24.2. Potsdamer Berge, Brunnenvergifter und zwei Wackelzähne
Februar 27, 2008 von kaddi2
Heute sind wir mit drei Kindern früh zu einer Wanderung in die Ravensberge aufgebrochen. Wir sind erstmal eine Stunde am Spielplatz gestrandet, wo die Kinder versuchten, einen Lautsprecher, dessen Teile auf ungefähr 1 qkm verstreut lagen, wieder zusammenzubauen. Das war so anstrengend, dass ich Schatzi erstmal losschicken musste, einen Kaffee holen. Sonntag morgens, 9.05 h, Waldstadt II. Alles kein Problem, wozu gibts Dönerstände… Anschließend sind wir bis zur Waldschule gewandert, haben von dort oben die wunderbare Aussicht über Potsdam genossen und haben den Rückweg über den Teufelssee genommen. ![]()

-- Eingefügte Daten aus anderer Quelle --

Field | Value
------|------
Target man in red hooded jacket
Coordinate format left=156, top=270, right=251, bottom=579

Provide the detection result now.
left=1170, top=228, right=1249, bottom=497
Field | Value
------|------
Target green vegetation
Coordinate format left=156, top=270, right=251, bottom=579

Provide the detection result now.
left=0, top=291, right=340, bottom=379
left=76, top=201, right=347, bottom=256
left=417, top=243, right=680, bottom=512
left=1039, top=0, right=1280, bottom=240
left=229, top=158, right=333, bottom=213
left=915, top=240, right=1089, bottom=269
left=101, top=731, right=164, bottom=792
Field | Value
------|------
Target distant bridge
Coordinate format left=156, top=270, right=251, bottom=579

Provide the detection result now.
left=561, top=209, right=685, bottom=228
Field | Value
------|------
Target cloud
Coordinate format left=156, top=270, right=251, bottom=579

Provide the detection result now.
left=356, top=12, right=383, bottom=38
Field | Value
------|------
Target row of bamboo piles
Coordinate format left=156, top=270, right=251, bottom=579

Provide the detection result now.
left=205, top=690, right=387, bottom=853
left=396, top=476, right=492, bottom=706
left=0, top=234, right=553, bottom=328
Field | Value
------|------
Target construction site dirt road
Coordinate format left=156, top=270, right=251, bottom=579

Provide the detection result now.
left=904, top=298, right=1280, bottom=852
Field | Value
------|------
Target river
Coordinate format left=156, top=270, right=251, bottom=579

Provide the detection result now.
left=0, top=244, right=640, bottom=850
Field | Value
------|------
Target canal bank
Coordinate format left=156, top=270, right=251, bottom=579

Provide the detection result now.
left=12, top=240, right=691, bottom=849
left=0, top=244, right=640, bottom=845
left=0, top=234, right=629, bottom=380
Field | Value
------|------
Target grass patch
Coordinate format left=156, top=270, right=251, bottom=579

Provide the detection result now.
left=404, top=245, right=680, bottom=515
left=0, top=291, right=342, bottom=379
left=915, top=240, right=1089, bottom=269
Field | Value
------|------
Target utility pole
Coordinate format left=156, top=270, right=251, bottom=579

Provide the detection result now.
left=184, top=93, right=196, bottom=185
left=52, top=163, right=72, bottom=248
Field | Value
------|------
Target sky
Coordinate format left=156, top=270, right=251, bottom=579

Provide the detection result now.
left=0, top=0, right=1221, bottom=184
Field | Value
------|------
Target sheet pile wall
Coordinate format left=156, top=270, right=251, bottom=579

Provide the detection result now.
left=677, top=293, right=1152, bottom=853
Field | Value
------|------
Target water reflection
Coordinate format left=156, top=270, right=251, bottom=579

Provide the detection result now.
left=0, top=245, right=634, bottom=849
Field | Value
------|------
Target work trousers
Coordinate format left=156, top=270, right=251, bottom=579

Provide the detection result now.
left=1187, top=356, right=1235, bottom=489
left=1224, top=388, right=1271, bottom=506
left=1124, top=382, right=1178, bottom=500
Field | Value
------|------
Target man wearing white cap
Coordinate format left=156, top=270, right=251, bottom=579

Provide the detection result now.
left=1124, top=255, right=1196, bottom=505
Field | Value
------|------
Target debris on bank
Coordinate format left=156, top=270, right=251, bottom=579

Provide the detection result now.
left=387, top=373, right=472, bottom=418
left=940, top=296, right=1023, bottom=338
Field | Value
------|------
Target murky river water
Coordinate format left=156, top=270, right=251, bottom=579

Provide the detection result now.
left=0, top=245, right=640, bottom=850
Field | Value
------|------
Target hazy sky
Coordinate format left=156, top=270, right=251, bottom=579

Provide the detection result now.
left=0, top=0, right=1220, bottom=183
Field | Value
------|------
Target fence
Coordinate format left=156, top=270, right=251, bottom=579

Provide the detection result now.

Jan-Simon hat uns durch den Wald geführt ohne sich zu verirren und wir haben einen für uns noch unbekannten Teil von Potsdam kennengelernt, den wir sicherlich noch öfter besuchen werden. Vor allem, wenn die Waldschule geöffnet ist, ab März. Wen es interessiert:
http://www.waldschule-potsdam.de/
Warum liest, hört und erfährt man über solche tollen Angebote in Potsdam eigentlich so wenig?
Leider haben die fünf Kilometer Wanderung die Kinder nicht im mindesten erschöpft, im Gegensatz zu uns.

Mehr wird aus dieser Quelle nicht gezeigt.